WE will hold the UK's first nationwide ‘Women’s Day Off’ in 2018

 

Published 7 February 2017

The Women’s Equality Party is organising a nationwide women’s day off, to be held in 2018 to coincide with the centenary of the Representation of the People Act.

The original Women’s Day Off was held in Iceland in 1975: women took the day off from paid and unpaid work in order to demonstrate the value of their labour and tackle national attitudes to gender equality. The effect was immediate: sexist attitudes became unacceptable overnight, and Iceland now boasts a proud record of pushing attitudinal and policy change, and boosting female representation.

Co-founder Catherine Mayer makes the call in her new book Attack of the Fifty Foot Women: How Gender Equality Can Save The World!, to be published by HQ, an imprint of HarperCollins, in the UK and Commonwealth on International Women’s Day, 8 March, followed by Canada in May and the USA in September.

“Canvassing for the Women’s Equality Party ahead of our first elections in May 2016, I realised people had no idea how a gender-equal society would look — because there is no such society anywhere in the world,” she says. “At the end of Attack of the Fifty Foot Women I take readers on a tour of a gender-equal world I call Equalia. My conclusions are based on global research, including a trip to Iceland, a country which has gone further than any other towards reaching the goal of gender equality - helped enormously by a single day in 1975 when ninety per cent of Icelandic women downed tools. I was inspired, and have made the call for a similar Women’s Day Off central to my new book.

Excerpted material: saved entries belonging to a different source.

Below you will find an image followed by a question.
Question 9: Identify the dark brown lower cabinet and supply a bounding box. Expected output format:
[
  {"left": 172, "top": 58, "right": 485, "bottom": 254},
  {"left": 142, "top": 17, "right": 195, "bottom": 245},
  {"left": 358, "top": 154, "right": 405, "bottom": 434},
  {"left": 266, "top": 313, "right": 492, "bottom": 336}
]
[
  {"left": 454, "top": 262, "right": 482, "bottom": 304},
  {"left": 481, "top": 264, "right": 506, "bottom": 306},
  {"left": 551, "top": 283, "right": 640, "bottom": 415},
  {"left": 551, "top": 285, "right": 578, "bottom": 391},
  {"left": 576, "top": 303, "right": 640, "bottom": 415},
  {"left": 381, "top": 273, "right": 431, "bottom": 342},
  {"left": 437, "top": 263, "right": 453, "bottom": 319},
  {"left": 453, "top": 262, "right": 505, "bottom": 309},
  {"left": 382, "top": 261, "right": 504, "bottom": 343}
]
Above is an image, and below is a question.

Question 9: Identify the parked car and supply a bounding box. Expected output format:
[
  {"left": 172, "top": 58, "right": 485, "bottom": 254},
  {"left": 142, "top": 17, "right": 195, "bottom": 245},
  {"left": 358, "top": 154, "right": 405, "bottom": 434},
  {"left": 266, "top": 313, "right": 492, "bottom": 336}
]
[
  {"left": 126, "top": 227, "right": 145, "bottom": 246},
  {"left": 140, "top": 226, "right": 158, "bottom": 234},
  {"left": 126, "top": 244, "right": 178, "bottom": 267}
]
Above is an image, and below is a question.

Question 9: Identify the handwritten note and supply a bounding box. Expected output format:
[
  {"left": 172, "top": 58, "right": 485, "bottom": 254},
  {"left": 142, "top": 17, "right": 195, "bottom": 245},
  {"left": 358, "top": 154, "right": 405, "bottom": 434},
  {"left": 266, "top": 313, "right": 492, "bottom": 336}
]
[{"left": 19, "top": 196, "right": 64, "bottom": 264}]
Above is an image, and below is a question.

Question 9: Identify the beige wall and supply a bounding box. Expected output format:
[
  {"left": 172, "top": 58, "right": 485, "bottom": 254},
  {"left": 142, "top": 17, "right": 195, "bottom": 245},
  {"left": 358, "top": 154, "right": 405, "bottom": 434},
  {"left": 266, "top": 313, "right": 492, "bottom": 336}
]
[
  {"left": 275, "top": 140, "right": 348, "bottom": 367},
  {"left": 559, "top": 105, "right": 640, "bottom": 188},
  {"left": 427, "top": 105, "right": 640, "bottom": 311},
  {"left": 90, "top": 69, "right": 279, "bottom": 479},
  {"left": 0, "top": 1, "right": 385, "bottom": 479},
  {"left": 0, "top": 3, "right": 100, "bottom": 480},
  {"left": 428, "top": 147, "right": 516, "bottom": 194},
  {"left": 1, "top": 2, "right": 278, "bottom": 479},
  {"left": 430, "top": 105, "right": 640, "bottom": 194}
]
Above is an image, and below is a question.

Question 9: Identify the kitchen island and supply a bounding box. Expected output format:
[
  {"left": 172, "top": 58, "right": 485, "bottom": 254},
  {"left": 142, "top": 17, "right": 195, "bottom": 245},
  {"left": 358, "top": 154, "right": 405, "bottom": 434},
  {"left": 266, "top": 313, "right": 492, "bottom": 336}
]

“The Women’s Equality Party, of which I am a proud co-founder, is organising the UK’s first Women’s Day Off, to be held next year. WE held our first meetings with other organisations last year and enthusiasm for the idea is phenomenal. WE believe this will have the same seismic effect on attitudes to gender equality in this country, and will be announcing more detailed plans soon.”

Sophie Walker, leader of the Women’s Equality Party, added: “I was proud to march alongside tens of thousands of people in London last month, who all saw the need for urgent change in attitudes towards gender equality. Our Women’s Day Off in 2018 will show the value of women’s economic contributions, as well as underline the crucial role women play in holding together families, communities and industries. It is only when this is truly valued that women will be judged equally alongside men. Our day will be an historic moment. It will change British culture for good.”